Friday, July 27, 2012

Things that are annoying me this week...

1. Television doctors. Not only are most of them way too attractive to be real people, have you noticed how much they cry? I'm sure that if doctors cried so much in real life as they did on TV, they would drown in their own tears. Possibly literally. 

The main offender
Seriously? You're crying because you lost a patient? Yeah, okay, but do you realise that if this affects you like this EVERY SINGLE TIME, then you might need to go into another field of work. Because you know what? You're a doctor. This is what you are paid to do. 

But you know what I hate the most? Now I realise that on most shows the TV doctors are the main characters, so we're supposed to see how they're emotionally affected, but I hate -- HATE -- when TV doctors cry when they're delivering bad news to a waiting family, and then THE WAITING FAMILY COMFORTS THE DOCTOR. 

No, just no. Their son/daughter/mother/father/whatever is dying, and you're having a rough day at work. I know where my sympathy lies. Suck it up and do your damn job. 

2. My radio alarm clock can only pick up one radio station. It's country music. This morning I woke up to this: 


But at least I now get out of bed in a real hurry. 

(Sidenote: in looking for this song, I realised that the Australian version is the original. I think it's more of a tongue twister as well. ) 

3. Twilight fans and their reaction to the break-up of the century. Not all Twilight fans, probably, but ones like these: 


WHY, KRISTEN, WHY? 

Take a step back, take a breath, and please try and get some damn perspective. Last time I checked, this was not a sign of the apocalypse. 

And yes, I do appreciate the irony of telling someone else to get perspective when I've just written this post. Life's funny like that, hey? 

***

What's annoying you this week? 

6 comments:

  1. That song started off okay, but sure enough, I had to shut it off before it wedged in my head.

    My only annoyance would be buying a computer part online and then, three weeks ago, getting this e-mail from the company:

    "If however if this so is a product review please do so in the link provided above. Thanks for understanding!"

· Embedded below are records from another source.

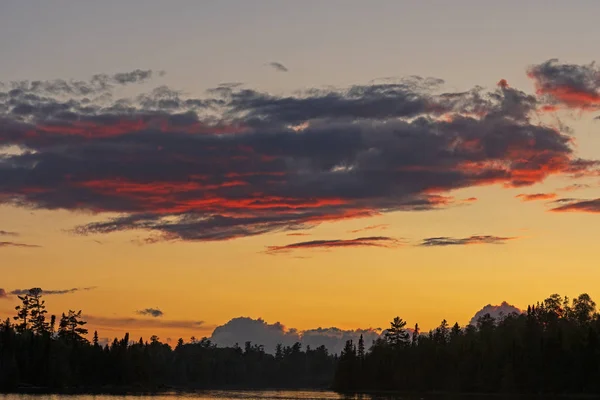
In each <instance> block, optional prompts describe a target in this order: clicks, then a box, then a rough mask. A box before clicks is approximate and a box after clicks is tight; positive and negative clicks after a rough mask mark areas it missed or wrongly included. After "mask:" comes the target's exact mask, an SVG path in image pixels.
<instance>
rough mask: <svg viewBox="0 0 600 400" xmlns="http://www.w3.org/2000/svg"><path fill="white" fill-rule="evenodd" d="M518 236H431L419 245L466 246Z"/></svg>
mask: <svg viewBox="0 0 600 400" xmlns="http://www.w3.org/2000/svg"><path fill="white" fill-rule="evenodd" d="M513 239H516V237H502V236H492V235H473V236H469V237H466V238H453V237H448V236H440V237H430V238H425V239H423V240H422V241H421V243H420V244H419V246H425V247H438V246H439V247H443V246H466V245H470V244H504V243H506V242H507V241H509V240H513Z"/></svg>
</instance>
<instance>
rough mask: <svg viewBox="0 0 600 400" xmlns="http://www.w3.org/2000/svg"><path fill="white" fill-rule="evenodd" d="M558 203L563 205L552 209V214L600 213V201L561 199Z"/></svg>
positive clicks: (580, 199)
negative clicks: (579, 212)
mask: <svg viewBox="0 0 600 400" xmlns="http://www.w3.org/2000/svg"><path fill="white" fill-rule="evenodd" d="M557 203H559V204H562V205H560V206H558V207H555V208H552V209H550V211H552V212H584V213H593V214H596V213H600V199H592V200H581V199H560V200H559V201H557Z"/></svg>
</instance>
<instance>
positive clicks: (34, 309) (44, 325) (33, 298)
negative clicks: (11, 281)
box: [29, 288, 50, 335]
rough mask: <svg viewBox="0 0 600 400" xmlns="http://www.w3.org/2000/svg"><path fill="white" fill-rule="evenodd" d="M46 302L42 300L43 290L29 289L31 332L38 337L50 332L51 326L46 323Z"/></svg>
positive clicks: (47, 323)
mask: <svg viewBox="0 0 600 400" xmlns="http://www.w3.org/2000/svg"><path fill="white" fill-rule="evenodd" d="M47 312H48V311H46V301H45V300H42V289H41V288H32V289H29V320H30V322H31V331H32V332H33V333H34V334H36V335H43V334H47V333H49V332H50V326H49V325H48V323H47V322H46V313H47Z"/></svg>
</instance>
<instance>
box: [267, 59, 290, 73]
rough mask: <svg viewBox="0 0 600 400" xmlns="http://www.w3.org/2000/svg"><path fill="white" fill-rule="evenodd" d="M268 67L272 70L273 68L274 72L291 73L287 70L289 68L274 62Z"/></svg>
mask: <svg viewBox="0 0 600 400" xmlns="http://www.w3.org/2000/svg"><path fill="white" fill-rule="evenodd" d="M268 65H269V66H270V67H271V68H273V69H274V70H276V71H279V72H288V71H289V69H287V67H286V66H285V65H283V64H282V63H278V62H275V61H273V62H270V63H269V64H268Z"/></svg>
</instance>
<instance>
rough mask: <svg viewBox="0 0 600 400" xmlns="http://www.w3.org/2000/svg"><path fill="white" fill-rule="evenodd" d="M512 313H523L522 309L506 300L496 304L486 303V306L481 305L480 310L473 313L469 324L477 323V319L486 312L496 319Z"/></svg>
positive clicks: (476, 323)
mask: <svg viewBox="0 0 600 400" xmlns="http://www.w3.org/2000/svg"><path fill="white" fill-rule="evenodd" d="M512 313H516V314H521V313H523V311H522V310H521V309H519V308H517V307H515V306H513V305H511V304H508V303H507V302H506V301H503V302H502V304H500V305H497V306H493V305H491V304H488V305H487V306H485V307H483V308H482V309H481V310H479V311H477V312H476V313H475V315H474V316H473V318H471V321H470V322H469V324H471V325H477V319H479V318H480V317H483V316H484V315H486V314H490V316H492V317H493V318H495V319H498V318H502V317H506V316H507V315H509V314H512Z"/></svg>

    Sure I understand. And then this:

    "If you've had a pleasant buying experience, we would be grateful if you would leave us Max feedback of a 5.

    *if you are about to provide a 3 or under please let us know before hand a 3 out of 5 is equivalent to a negative 1 out of 5."

    Well, I wrote back to them, explaining how they could clean up their English and how I might've actually reviewed them if they hadn't told me what rating to give them.

    Three weeks go by, and today I got the same damn e-mail. Which makes me want to give them a one-star review (which, of course, is equivalent to negative six billion).

    ReplyDelete
    Replies
    1. My brain hurts just from reading that! For a second I thought I was on the edge of total mathematical awareness:

      "A 3 out of 5 is equivalent to a negative 1 out of 5. Om."

      Then I realised it wasn't a matter of becoming one (or negative one) with all numbers at the same time and for always, it was just bad English. Still, I'll take enlightenment where I can find it.

      Delete
  2. I'd been avoiding that fan's video for days and then you come along and post it on your blog, and I can't control my fingers pushing the play button. Wow, don't we all wish for fans like THAT who can get so invested in fantasy? Unbelievable.

    ReplyDelete
    Replies
    1. I know...and yet....highly disturbing.

      Delete
  3. Nothing has annoyed me yet, though I right there with you on tv doctors. And tv cops and lawyers. The lawyers I can let slide a little, but I'm getting so sick of cop and medical dramas where they act so unprofessional I can only imagine in real life they would be fire in a heartbeat for pulling such bs.

    And yes, I know it's just television, it's not meant to be real. That's not an excuse.

    Okay, rant over.

    ReplyDelete
    Replies
    1. How could I forget the TV cops? Holy hell, that's another bunch of delicate little flowers, isn't it?

      Get another job. Immediately.

      I think the real problem I have is that when they cry and question if there's even a god blah blah EVERY SINGLE WEEK, then when the times comes for them to have a deserved emotional breakdown, I've long ago stopped caring.